WikiWarsHr - Croatian Temporally Tagged Corpus of Historical Narratives

Version: 1.0
Release date: October 9, 2014

1 Description

WikiWarsHr is a corpus of historical narratives taken from the Croatian Wikipedia and temporally tagged with TIMEX3. The corpus consists of 22 articles, with 59,915 non-punctuation tokens and 1,440 tagged temporal expressions. WikiWarsHr is inspired by WikiWars, a similar resource for English.

For details, please check the following paper:

Skukan, L.,Glavaš, G.,Šnajder, J.(2014). HeidelTime.Hr: Extracting and Normalizing Temporal Expressions in Croatian. In Proceedings of the Ninth Language Technologies Conference, Ljubljana. Information Society, 99-103. [paper]

If you use this dataset for your own work, please cite the above paper. The BibTeX citation is:

@inproceedings{skukan2014heideltimehr,
  title={HeidelTime.Hr: Extracting and Normalizing Temporal Expressions in Croatian},
  author={Skuka, Luka and Glava\v{s}, Goran and {\v{S}}najder, Jan},
  booktitle={Proceedings of the Nineth Language Technologies Conference},
  pages={99-103},
  year={2014},
  organization={Information Society}
}

2 Dataset

The dataset is available from here: TakeLab-WikiWarsHr.tar.gz.

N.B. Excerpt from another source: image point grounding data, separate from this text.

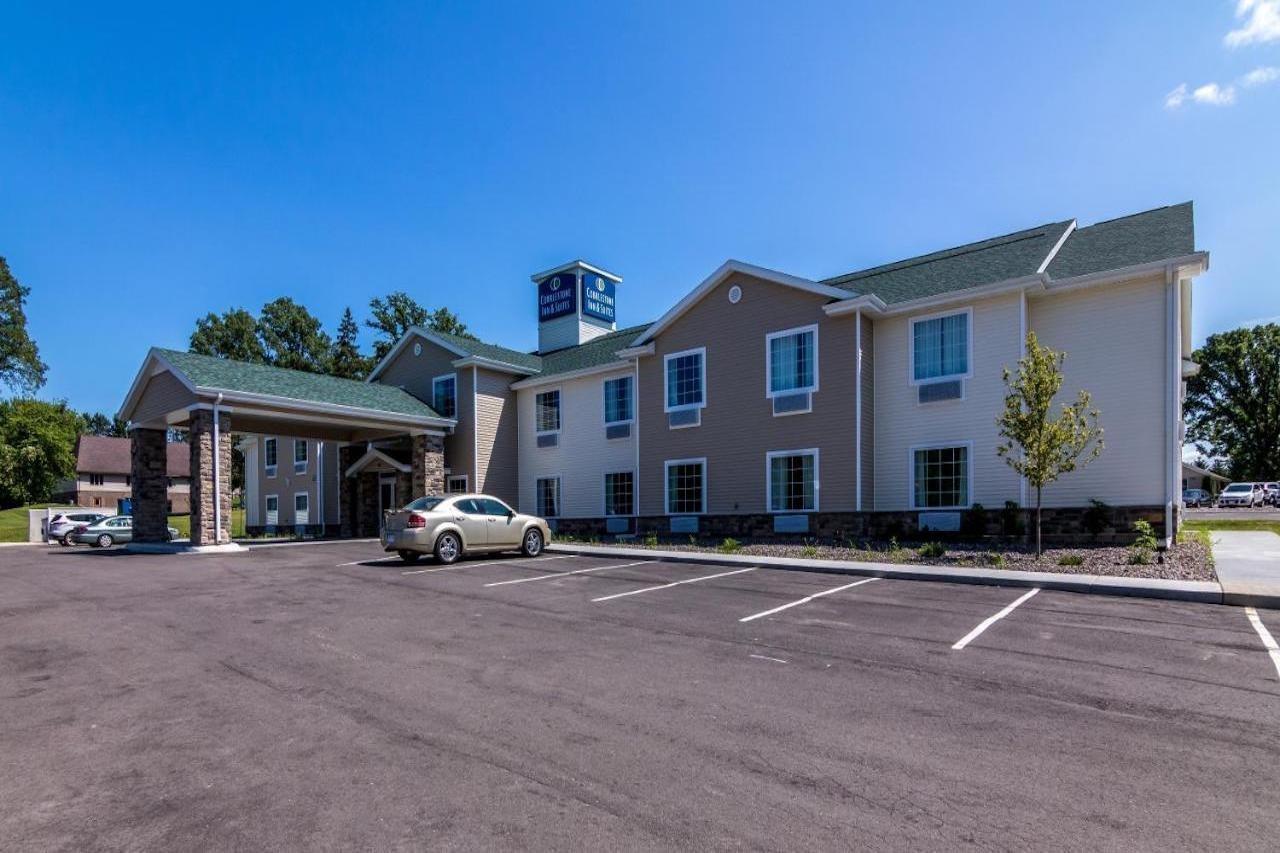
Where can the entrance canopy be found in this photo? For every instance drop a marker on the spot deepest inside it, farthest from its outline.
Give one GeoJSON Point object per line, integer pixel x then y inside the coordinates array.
{"type": "Point", "coordinates": [173, 384]}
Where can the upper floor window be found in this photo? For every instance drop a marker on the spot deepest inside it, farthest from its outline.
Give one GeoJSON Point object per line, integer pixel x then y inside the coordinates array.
{"type": "Point", "coordinates": [444, 395]}
{"type": "Point", "coordinates": [940, 347]}
{"type": "Point", "coordinates": [792, 360]}
{"type": "Point", "coordinates": [547, 411]}
{"type": "Point", "coordinates": [617, 400]}
{"type": "Point", "coordinates": [686, 379]}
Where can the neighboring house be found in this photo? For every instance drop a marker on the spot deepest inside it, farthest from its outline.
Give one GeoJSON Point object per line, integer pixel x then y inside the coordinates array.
{"type": "Point", "coordinates": [104, 475]}
{"type": "Point", "coordinates": [1200, 478]}
{"type": "Point", "coordinates": [763, 402]}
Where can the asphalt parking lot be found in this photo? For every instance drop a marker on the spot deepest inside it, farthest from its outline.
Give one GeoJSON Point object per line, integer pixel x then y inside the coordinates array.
{"type": "Point", "coordinates": [324, 697]}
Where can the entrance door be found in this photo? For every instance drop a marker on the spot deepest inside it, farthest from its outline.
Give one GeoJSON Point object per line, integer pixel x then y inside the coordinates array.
{"type": "Point", "coordinates": [385, 498]}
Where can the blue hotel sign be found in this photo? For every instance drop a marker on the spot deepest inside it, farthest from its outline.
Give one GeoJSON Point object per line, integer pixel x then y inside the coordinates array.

The archive contains two directories, each containing 22 files. The in/ directory contains untagged articles formatted as .sgm files. The keyinline/ directory contains the tagged instances of same files.

3 License

Creative Commons License

This work is licensed under a Creative Commons Attribution-NonCommercial-ShareAlike 3.0 Unported License.